Customer service professionals spend a lot of energy today on the comfort side of customer service. We even have metrics that calculate the arithmetic of effort. We focus on speed and accuracy of service with yardsticks hardwired to the science of the business. Service providers know exactly how long customers are at the fast-food pickup window, how frequently they call back on the same issue, and how long they window shop on a company’s website.
The “joy” side of the customer’s experience gets far less airtime in the boardroom. The famous poet Maya Angelou wrote, “People will forget what you said and what you did, but people will never forget how you made them feel.”
Calculating Versus Giving Customers Joy
Ah, therein lies the problem. How do you measure a feeling? How do you calculate joy? Is our metric mania preventing our focus on the most essential part of the customer’s encounter? Which is more important to the success of a marriage, “frequency of taking out the trash” or “sincerity of affection?” Can you imagine someone saying, “I stopped focusing on showing affection toward my spouse since I could not properly measure it!”
John Steinbeck’s description of a fishing expedition in his book Sea of Cortez puts an insightful finger on the business world’s metric dilemma when it comes to customer affect. Read the passage below and consider what it communicates about the implication of “the metrics of joy:”

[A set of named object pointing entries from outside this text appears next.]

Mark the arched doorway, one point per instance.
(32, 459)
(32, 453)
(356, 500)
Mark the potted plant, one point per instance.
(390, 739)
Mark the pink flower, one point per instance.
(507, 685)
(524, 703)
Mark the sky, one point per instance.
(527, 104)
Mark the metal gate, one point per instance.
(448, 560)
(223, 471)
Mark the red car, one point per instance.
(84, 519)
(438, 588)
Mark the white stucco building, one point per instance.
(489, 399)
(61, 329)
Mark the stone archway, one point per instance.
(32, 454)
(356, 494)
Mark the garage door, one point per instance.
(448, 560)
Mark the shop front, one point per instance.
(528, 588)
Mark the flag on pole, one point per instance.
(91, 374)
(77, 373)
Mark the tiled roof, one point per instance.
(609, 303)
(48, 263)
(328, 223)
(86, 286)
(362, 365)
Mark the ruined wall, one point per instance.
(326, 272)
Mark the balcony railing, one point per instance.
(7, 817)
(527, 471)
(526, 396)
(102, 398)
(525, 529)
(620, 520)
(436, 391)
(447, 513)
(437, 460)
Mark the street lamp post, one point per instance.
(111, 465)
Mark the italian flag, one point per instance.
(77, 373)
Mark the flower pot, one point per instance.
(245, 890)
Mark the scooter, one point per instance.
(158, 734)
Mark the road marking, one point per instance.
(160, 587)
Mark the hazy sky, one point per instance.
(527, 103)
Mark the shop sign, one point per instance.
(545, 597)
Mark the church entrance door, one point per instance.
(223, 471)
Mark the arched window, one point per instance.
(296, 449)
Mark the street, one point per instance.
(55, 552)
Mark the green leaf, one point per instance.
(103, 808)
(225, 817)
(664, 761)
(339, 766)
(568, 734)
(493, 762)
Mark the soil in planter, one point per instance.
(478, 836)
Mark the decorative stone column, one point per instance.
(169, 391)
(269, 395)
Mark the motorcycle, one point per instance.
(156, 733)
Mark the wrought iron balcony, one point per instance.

The Mexican sierra has 17 plus 15 plus nine spines in the dorsal fin. These can easily be counted. But if the sierra strikes hard on the line so that our hands are burned, if the fish sounds and nearly escapes and finally comes in over the rail, his colors pulsing and his tail beating in the air, a whole new relational externality has come into being—an entity which is more than the sum of the fish plus the fisherman.
The only way to count the spines of the sierra unaffected by this second relational reality is to sit in a laboratory, open an evil-smelling jar, remove a stiff colorless fish from the formalin solution, count the spines and write the truth. There you have recorded a reality which cannot be assailed—probably the least important reality concerning either the fish or yourself.”
Steinbeck’s prose reminds us that no matter how comprehensive and accurate our modern metrics, they will never completely capture the magic and mystery of an engaged and joyful customer relationship. By focusing too heavily on objective data, tidy calculations, and sterilized reports, we lose touch with the fact that we are putting precious energy on the “least important reality concerning” the customer, the employee, and the organization.
Measurements are important. But we need to stop trying to “drive a nail with a B flat!” Give your customers sincere joy, even if it cannot be graphed on a PowerPoint slide or calculated for a report.